The steady stream of music making and touring since his first humble release back in 2004 came to an abrupt halt once the pandemic struck, as it did for many artists in Australia and around the world. For some creatives, lockdowns meant that feet were much taken off the gas when it came to producing tracks. For Gleave, it instead provided an environment to fight the mundanity through music. And tattoos, notching up his first between lockdowns then ending up on an ink bender.

“I got seven in one go. And then another 10. And then more. so now I've got 39, one for each year I've lived so far. But I'm gonna have to get another six or seven. Because otherwise it'd be weird if I just stopped at 40 tattoos,” he laughs.

“If you don't get them until you're this age, you've actually had time to think about them - think about what they mean, sketch up some ideas, and they'll still look good when I'm 106. Most people that get them younger, by the time they're 40, they've got a Bart Simpson tattoo that looks like a Minion.”


With touring out the window as lockdowns closed borders around him, work began on his latest album, We May Grow Old But We Never Go Back. With producer James Angus (Last Dinosaurs, The Veronicas) at the helm and a co-writer in Brook Toia, aka Penny Ivy, at Angus’s studio in Brisbane, Gleave said his most Australian-produced release is his best to date.

“I was blown away by James,” he said.

“I'd say the best producers I've ever worked with are the ones who play keyboard or guitar or both. They’re just always very quick in terms of their plug-ins, you know. 

“The way they treat a vocal, the way they choose to start; it’s very intuitive. 

“But also, I've always enjoyed working with people where I can hum something usually out of key or very badly - the bass line or a string section, you know – and they just get it.

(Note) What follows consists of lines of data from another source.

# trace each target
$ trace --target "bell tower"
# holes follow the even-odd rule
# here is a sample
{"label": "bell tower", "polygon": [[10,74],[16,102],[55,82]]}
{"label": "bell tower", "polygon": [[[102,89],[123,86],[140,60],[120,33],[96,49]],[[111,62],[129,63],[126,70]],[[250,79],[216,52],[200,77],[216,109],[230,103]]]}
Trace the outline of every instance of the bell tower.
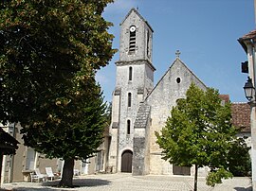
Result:
{"label": "bell tower", "polygon": [[112,100],[109,166],[132,172],[134,123],[139,107],[154,88],[153,29],[135,9],[120,24],[119,60]]}

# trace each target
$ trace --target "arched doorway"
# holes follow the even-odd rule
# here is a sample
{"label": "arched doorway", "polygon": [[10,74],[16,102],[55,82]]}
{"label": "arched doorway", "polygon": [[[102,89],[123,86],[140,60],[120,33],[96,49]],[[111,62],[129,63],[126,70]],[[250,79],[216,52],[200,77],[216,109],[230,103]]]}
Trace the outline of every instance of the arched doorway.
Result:
{"label": "arched doorway", "polygon": [[121,154],[121,172],[132,172],[133,152],[125,150]]}

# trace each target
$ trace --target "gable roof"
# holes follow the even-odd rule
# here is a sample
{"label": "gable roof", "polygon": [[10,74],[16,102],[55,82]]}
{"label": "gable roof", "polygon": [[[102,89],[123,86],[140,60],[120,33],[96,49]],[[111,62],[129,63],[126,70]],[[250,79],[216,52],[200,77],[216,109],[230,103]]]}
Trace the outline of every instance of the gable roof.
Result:
{"label": "gable roof", "polygon": [[138,13],[138,11],[135,9],[132,8],[130,9],[130,11],[128,12],[128,14],[125,16],[125,18],[122,20],[122,22],[119,24],[120,26],[124,23],[124,21],[130,16],[130,14],[132,12],[135,12],[143,22],[145,22],[147,24],[147,26],[150,27],[150,29],[152,30],[152,32],[154,32],[153,28],[151,27],[151,26],[149,25],[149,23],[141,16],[141,14]]}
{"label": "gable roof", "polygon": [[247,46],[246,44],[246,42],[250,41],[251,39],[256,39],[256,29],[250,31],[249,33],[244,35],[243,37],[238,39],[238,42],[243,46],[244,50],[247,53]]}
{"label": "gable roof", "polygon": [[165,76],[169,73],[169,71],[172,69],[172,67],[176,64],[177,62],[181,63],[192,76],[195,77],[195,78],[198,79],[198,81],[200,81],[200,83],[202,83],[205,87],[207,87],[205,85],[205,83],[196,76],[193,74],[193,72],[179,59],[179,57],[177,57],[174,61],[172,63],[172,65],[169,67],[169,69],[165,72],[165,74],[162,76],[162,78],[158,80],[158,82],[155,84],[155,86],[153,88],[153,90],[149,93],[149,95],[146,96],[146,98],[144,100],[147,100],[147,98],[151,96],[151,94],[154,92],[154,90],[160,84],[160,82],[163,80],[163,78],[165,78]]}

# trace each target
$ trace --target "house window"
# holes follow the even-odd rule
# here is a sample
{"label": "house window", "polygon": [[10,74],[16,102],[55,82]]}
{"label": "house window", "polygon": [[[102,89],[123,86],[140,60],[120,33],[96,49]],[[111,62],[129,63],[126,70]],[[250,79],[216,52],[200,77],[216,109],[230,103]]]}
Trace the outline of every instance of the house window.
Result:
{"label": "house window", "polygon": [[136,26],[130,27],[129,53],[134,54],[136,50]]}
{"label": "house window", "polygon": [[131,121],[127,120],[127,134],[131,133]]}
{"label": "house window", "polygon": [[132,93],[128,93],[128,107],[132,105]]}
{"label": "house window", "polygon": [[129,67],[129,80],[133,78],[133,67]]}

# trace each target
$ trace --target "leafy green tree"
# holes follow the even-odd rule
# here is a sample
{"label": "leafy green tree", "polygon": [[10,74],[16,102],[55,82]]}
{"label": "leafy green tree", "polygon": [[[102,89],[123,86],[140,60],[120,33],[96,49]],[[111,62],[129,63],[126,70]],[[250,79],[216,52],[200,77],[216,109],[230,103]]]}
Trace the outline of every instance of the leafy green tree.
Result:
{"label": "leafy green tree", "polygon": [[1,121],[19,121],[26,145],[64,160],[64,186],[72,186],[74,160],[101,143],[105,104],[95,75],[116,52],[101,16],[111,2],[0,5]]}
{"label": "leafy green tree", "polygon": [[211,186],[221,183],[222,178],[232,177],[229,154],[234,146],[244,144],[243,139],[235,136],[230,104],[221,104],[216,90],[208,88],[204,92],[193,83],[186,98],[179,99],[172,109],[161,134],[155,135],[163,149],[163,159],[180,166],[195,166],[194,190],[198,167],[210,168],[207,183]]}

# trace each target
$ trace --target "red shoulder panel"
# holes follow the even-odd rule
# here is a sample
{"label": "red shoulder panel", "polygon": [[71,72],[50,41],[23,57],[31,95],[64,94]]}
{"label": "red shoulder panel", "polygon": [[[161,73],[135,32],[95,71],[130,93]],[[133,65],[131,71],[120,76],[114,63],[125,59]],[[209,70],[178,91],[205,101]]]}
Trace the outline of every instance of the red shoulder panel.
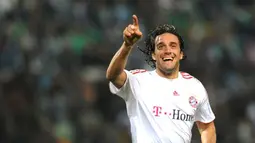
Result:
{"label": "red shoulder panel", "polygon": [[181,75],[184,79],[192,79],[193,76],[186,72],[181,72]]}

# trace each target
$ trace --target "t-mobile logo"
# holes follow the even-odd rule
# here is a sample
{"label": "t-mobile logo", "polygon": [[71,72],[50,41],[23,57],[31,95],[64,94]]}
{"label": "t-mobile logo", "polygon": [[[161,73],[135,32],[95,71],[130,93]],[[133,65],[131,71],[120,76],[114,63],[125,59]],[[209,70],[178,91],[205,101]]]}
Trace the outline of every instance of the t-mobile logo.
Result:
{"label": "t-mobile logo", "polygon": [[192,121],[194,119],[193,115],[185,114],[181,112],[181,110],[177,109],[173,109],[172,112],[163,112],[163,108],[161,106],[153,106],[152,112],[156,117],[160,117],[161,115],[172,116],[172,119],[182,121]]}
{"label": "t-mobile logo", "polygon": [[192,121],[193,115],[181,113],[180,110],[173,109],[173,119],[182,121]]}
{"label": "t-mobile logo", "polygon": [[159,117],[159,114],[161,114],[162,107],[160,106],[153,106],[153,113],[155,116]]}

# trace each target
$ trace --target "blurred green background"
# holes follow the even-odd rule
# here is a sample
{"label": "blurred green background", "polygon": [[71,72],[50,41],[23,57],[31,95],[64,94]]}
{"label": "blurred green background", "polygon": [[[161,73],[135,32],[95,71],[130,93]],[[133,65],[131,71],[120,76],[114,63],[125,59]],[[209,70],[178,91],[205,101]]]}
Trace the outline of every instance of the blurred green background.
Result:
{"label": "blurred green background", "polygon": [[[254,0],[0,0],[0,143],[130,143],[105,71],[132,14],[144,37],[162,23],[183,35],[182,70],[208,90],[217,142],[254,143]],[[138,49],[136,68],[151,69]]]}

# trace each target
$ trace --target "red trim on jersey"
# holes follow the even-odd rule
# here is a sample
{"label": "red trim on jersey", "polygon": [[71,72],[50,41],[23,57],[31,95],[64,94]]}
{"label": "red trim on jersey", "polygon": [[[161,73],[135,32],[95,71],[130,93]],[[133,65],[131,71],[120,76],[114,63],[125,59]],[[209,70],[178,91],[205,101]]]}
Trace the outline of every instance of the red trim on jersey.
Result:
{"label": "red trim on jersey", "polygon": [[144,73],[147,72],[145,69],[135,69],[130,71],[132,74],[137,74],[137,73]]}
{"label": "red trim on jersey", "polygon": [[181,72],[181,75],[184,79],[192,79],[193,76],[186,72]]}

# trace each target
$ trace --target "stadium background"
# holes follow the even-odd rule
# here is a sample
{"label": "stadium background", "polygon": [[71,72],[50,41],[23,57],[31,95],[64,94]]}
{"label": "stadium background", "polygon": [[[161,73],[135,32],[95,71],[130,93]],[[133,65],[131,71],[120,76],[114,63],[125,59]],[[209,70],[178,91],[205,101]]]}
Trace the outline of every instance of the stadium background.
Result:
{"label": "stadium background", "polygon": [[[182,70],[208,90],[218,143],[254,143],[253,0],[0,0],[0,142],[130,143],[105,71],[132,14],[144,35],[160,23],[183,35]],[[137,49],[135,68],[150,69]]]}

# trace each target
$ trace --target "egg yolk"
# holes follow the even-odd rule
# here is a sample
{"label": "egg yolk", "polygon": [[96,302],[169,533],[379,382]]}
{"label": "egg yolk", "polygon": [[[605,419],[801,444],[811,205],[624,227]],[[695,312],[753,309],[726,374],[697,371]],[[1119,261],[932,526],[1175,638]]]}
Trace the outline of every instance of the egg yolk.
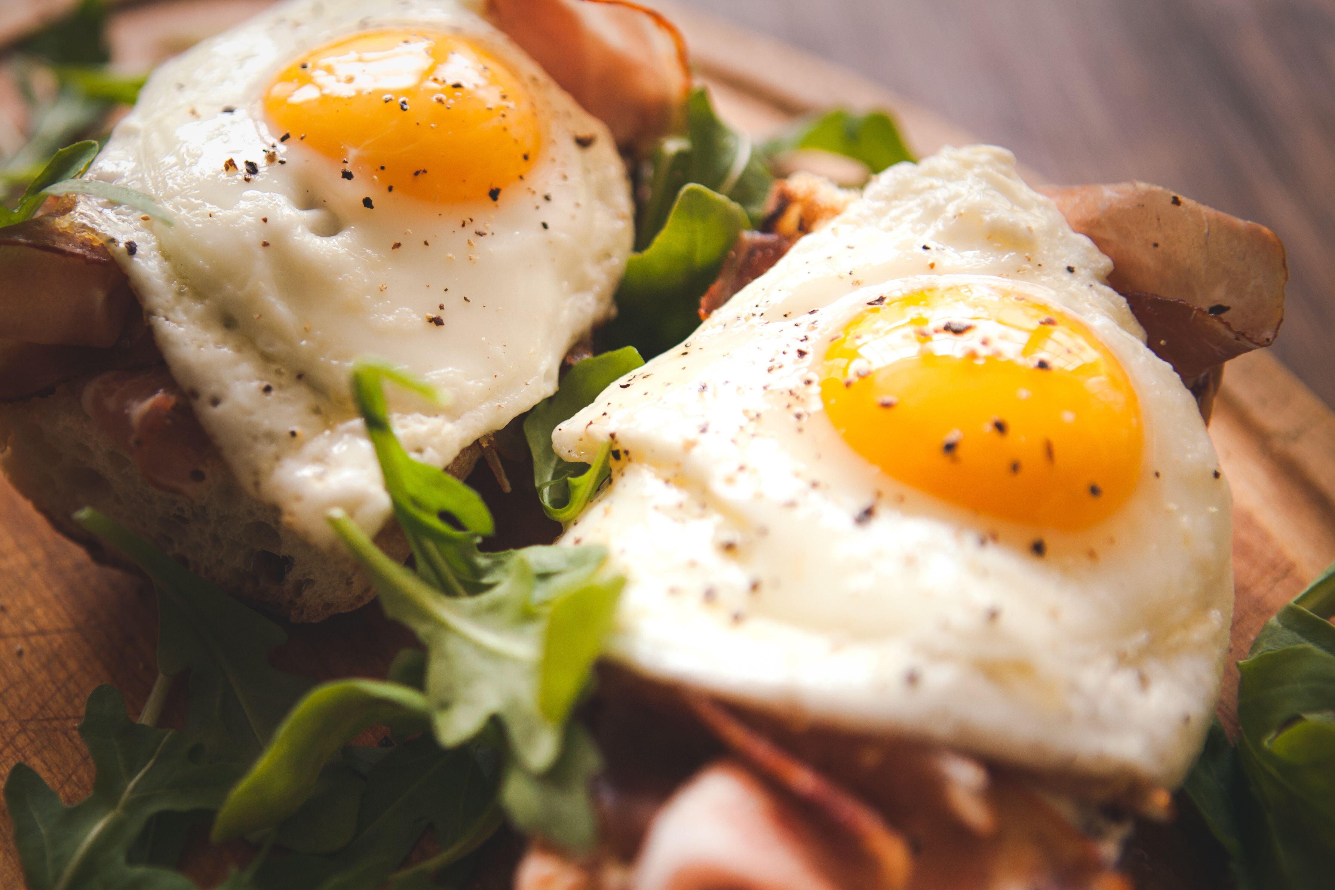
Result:
{"label": "egg yolk", "polygon": [[431,201],[495,200],[542,141],[523,80],[438,32],[375,31],[316,49],[274,79],[264,112],[342,165],[335,175]]}
{"label": "egg yolk", "polygon": [[825,354],[821,398],[888,475],[1000,519],[1088,528],[1140,475],[1140,404],[1117,358],[1079,319],[1004,288],[869,306]]}

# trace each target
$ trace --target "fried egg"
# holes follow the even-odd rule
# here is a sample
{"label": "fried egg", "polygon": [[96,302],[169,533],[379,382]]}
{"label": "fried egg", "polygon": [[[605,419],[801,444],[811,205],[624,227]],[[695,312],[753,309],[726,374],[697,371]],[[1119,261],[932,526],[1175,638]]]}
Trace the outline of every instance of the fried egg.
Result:
{"label": "fried egg", "polygon": [[877,176],[562,424],[611,486],[611,656],[797,721],[1172,786],[1210,725],[1230,491],[1111,263],[999,148]]}
{"label": "fried egg", "polygon": [[379,359],[405,446],[447,464],[550,395],[633,240],[607,129],[449,0],[294,0],[160,67],[84,200],[236,478],[315,543],[390,511],[351,402]]}

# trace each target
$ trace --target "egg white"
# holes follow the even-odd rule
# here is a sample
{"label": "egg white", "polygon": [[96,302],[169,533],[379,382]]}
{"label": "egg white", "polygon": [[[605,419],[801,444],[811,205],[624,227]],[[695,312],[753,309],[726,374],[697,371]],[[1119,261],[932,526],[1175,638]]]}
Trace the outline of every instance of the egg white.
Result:
{"label": "egg white", "polygon": [[[557,430],[571,460],[614,442],[613,484],[562,538],[606,544],[627,575],[613,656],[798,719],[1180,782],[1227,650],[1230,491],[1109,268],[1003,149],[876,177]],[[1057,531],[979,515],[882,474],[830,424],[830,339],[869,300],[952,279],[1064,307],[1127,370],[1145,458],[1108,519]]]}
{"label": "egg white", "polygon": [[[331,540],[331,507],[371,534],[388,515],[350,399],[352,362],[390,362],[446,394],[445,407],[391,395],[405,446],[445,466],[555,391],[561,358],[610,312],[630,252],[611,136],[478,7],[294,0],[195,47],[152,75],[89,173],[148,193],[175,226],[96,200],[76,211],[119,243],[172,375],[236,478],[315,543]],[[430,203],[344,180],[299,133],[271,132],[262,103],[278,72],[376,28],[466,35],[527,83],[542,148],[522,181],[495,201]]]}

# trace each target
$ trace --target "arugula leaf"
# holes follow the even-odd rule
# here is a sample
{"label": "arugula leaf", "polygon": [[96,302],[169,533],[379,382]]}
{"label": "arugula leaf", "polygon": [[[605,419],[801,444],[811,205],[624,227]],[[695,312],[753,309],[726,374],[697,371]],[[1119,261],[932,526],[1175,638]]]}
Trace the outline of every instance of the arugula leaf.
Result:
{"label": "arugula leaf", "polygon": [[48,185],[83,176],[96,156],[97,143],[91,139],[57,151],[47,161],[47,165],[32,177],[32,181],[28,183],[28,188],[23,192],[23,197],[19,199],[16,208],[7,209],[0,207],[0,226],[13,226],[25,219],[32,219],[32,215],[37,212],[41,203],[47,200],[44,189]]}
{"label": "arugula leaf", "polygon": [[125,851],[158,813],[216,807],[235,767],[202,763],[198,743],[180,733],[131,722],[124,698],[111,686],[88,697],[79,735],[96,767],[92,794],[81,802],[64,806],[24,763],[5,781],[5,807],[29,890],[194,890],[174,871],[128,863]]}
{"label": "arugula leaf", "polygon": [[631,254],[617,290],[617,318],[602,336],[654,356],[700,326],[700,298],[748,226],[740,204],[704,185],[685,185],[668,224],[641,254]]}
{"label": "arugula leaf", "polygon": [[602,761],[593,737],[578,723],[566,731],[561,759],[541,775],[510,763],[501,786],[510,819],[525,834],[538,834],[575,854],[593,850],[598,818],[589,801],[589,782]]}
{"label": "arugula leaf", "polygon": [[152,579],[158,670],[172,677],[190,669],[184,735],[202,742],[211,761],[250,763],[311,685],[268,663],[287,635],[97,511],[80,510],[75,520]]}
{"label": "arugula leaf", "polygon": [[87,99],[134,105],[139,91],[148,81],[147,73],[123,75],[105,65],[56,65],[61,84],[77,89]]}
{"label": "arugula leaf", "polygon": [[668,136],[654,147],[643,179],[649,183],[649,197],[635,220],[637,251],[647,248],[668,224],[686,184],[696,183],[733,199],[758,224],[774,181],[750,137],[722,121],[704,87],[693,89],[686,101],[686,135]]}
{"label": "arugula leaf", "polygon": [[140,213],[147,213],[166,226],[175,224],[171,213],[159,207],[158,201],[148,195],[144,195],[134,188],[113,185],[112,183],[103,183],[96,179],[65,179],[47,185],[37,193],[43,197],[47,195],[91,195],[103,200],[115,201],[116,204],[132,207]]}
{"label": "arugula leaf", "polygon": [[327,858],[268,859],[255,883],[262,890],[374,890],[391,878],[429,825],[441,853],[400,877],[439,870],[501,825],[499,767],[497,751],[486,745],[441,750],[429,737],[398,745],[366,773],[356,837],[347,847]]}
{"label": "arugula leaf", "polygon": [[89,132],[109,108],[108,103],[88,99],[72,88],[61,89],[49,103],[33,108],[31,113],[35,123],[28,141],[5,159],[4,167],[0,167],[0,183],[8,188],[31,181],[41,173],[61,145]]}
{"label": "arugula leaf", "polygon": [[212,838],[222,843],[278,825],[315,791],[324,763],[376,723],[427,725],[422,693],[382,681],[347,679],[316,686],[292,707],[250,771],[228,793]]}
{"label": "arugula leaf", "polygon": [[[418,572],[430,583],[457,595],[474,592],[483,582],[487,560],[478,556],[481,535],[494,531],[491,512],[482,498],[467,484],[438,467],[414,460],[403,450],[390,426],[390,408],[384,398],[384,380],[439,403],[441,395],[429,384],[387,364],[359,362],[352,368],[352,395],[356,399],[367,436],[380,462],[384,488],[394,503],[394,516],[403,527]],[[454,519],[459,527],[446,522]]]}
{"label": "arugula leaf", "polygon": [[798,148],[820,148],[860,160],[873,173],[904,160],[914,160],[894,119],[884,111],[854,115],[846,108],[836,108],[808,117],[765,143],[761,153],[772,161]]}
{"label": "arugula leaf", "polygon": [[561,380],[555,395],[543,399],[523,420],[523,436],[533,452],[533,482],[542,510],[557,522],[571,522],[583,512],[589,498],[609,475],[611,446],[598,452],[594,466],[570,463],[557,456],[551,431],[598,398],[611,383],[634,371],[643,359],[634,347],[603,352],[575,364]]}
{"label": "arugula leaf", "polygon": [[274,843],[295,853],[338,853],[356,837],[364,791],[366,778],[356,767],[326,763],[311,797],[274,830]]}
{"label": "arugula leaf", "polygon": [[1187,791],[1243,887],[1327,886],[1335,869],[1335,566],[1239,663],[1236,749],[1212,730]]}
{"label": "arugula leaf", "polygon": [[[346,515],[331,515],[330,523],[370,571],[386,615],[411,627],[426,644],[426,698],[441,745],[473,738],[495,715],[525,767],[547,769],[561,749],[555,719],[565,717],[549,707],[569,710],[567,675],[581,673],[581,666],[586,674],[591,664],[587,639],[546,634],[550,616],[559,600],[574,599],[565,607],[586,610],[594,630],[607,627],[610,616],[603,612],[615,608],[623,579],[599,574],[602,558],[590,567],[589,551],[579,548],[541,548],[541,563],[519,550],[506,554],[505,578],[491,590],[446,596],[386,556]],[[562,550],[573,551],[569,559],[561,558]],[[542,596],[539,568],[550,570],[543,580],[555,592]]]}
{"label": "arugula leaf", "polygon": [[29,36],[19,51],[52,64],[109,61],[105,0],[80,0],[73,12]]}

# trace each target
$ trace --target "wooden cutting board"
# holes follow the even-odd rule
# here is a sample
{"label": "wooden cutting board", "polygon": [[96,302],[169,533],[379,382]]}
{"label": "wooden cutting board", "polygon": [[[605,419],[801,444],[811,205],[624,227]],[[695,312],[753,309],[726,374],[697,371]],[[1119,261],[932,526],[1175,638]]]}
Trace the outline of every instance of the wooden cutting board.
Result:
{"label": "wooden cutting board", "polygon": [[[45,12],[52,3],[31,5]],[[112,29],[116,55],[131,64],[156,61],[263,5],[175,0],[125,9]],[[668,3],[654,5],[685,32],[724,116],[757,136],[796,116],[849,105],[892,109],[918,153],[971,141],[836,65]],[[1335,415],[1276,360],[1254,352],[1228,366],[1211,435],[1234,491],[1236,659],[1260,624],[1335,560]],[[75,733],[84,699],[99,683],[113,683],[131,713],[139,711],[156,677],[156,623],[146,584],[93,564],[0,480],[0,775],[24,761],[67,802],[85,795],[92,770]],[[290,632],[275,660],[319,679],[383,675],[407,639],[374,603]],[[1224,689],[1220,709],[1231,719],[1236,670]],[[8,815],[0,813],[0,887],[19,887],[8,834]],[[1181,838],[1148,846],[1149,862],[1137,869],[1148,875],[1145,886],[1204,886]]]}

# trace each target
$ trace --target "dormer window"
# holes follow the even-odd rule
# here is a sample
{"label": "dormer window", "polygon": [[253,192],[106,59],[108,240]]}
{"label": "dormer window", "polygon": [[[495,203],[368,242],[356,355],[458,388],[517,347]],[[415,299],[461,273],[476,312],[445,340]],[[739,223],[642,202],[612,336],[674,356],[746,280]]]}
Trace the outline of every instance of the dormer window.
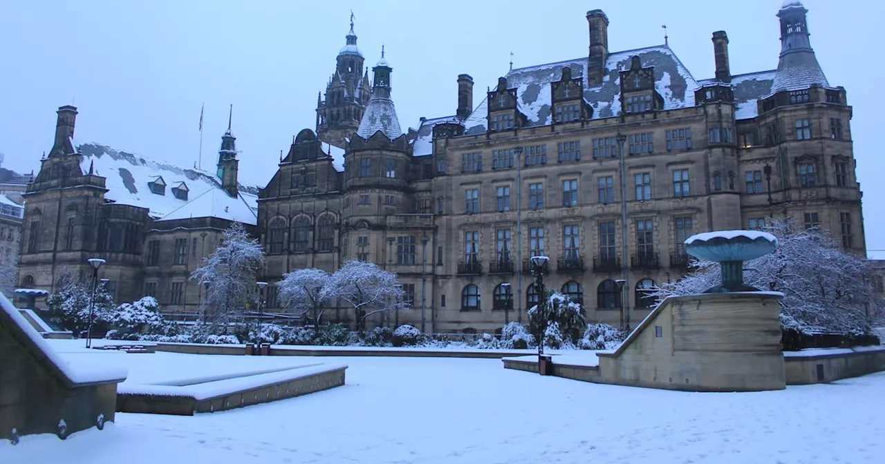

“So, I ended up with a Brisbane-produced, UK-centric album - it's garage, drum and bass, drill, it’s got big bangers, ballads, everything.” 

Despite the humble set-up of Angus’s studio – “it’s kind of like the cleaning cupboard in a school, you know?” – Gleave and the crew made the most of it, producing 25 songs in 18 months. Among the 15 tracks making the cut for album no.8 was new single Deep featuring vocalist Nono. It was a jam-packed recording experience, but Gleave insists it slotted in conveniently with his day-to-day life.

“I dropped the kids at school at like 8:30am, was in the gym by 9:30, in the studio by like 10:15 – most days I'd write a chorus or verse within the first half-hour, then break for lunch and get a pizza or steak or burger in a pub downstairs,” he explains.

“So, a lot of pizzas and burgers went into this album.”

“I think COVID was good to me in the end - I got an album out of it, which felt like it put me back into mode.”

We May Grow Old But We Never Go Back is out June 17.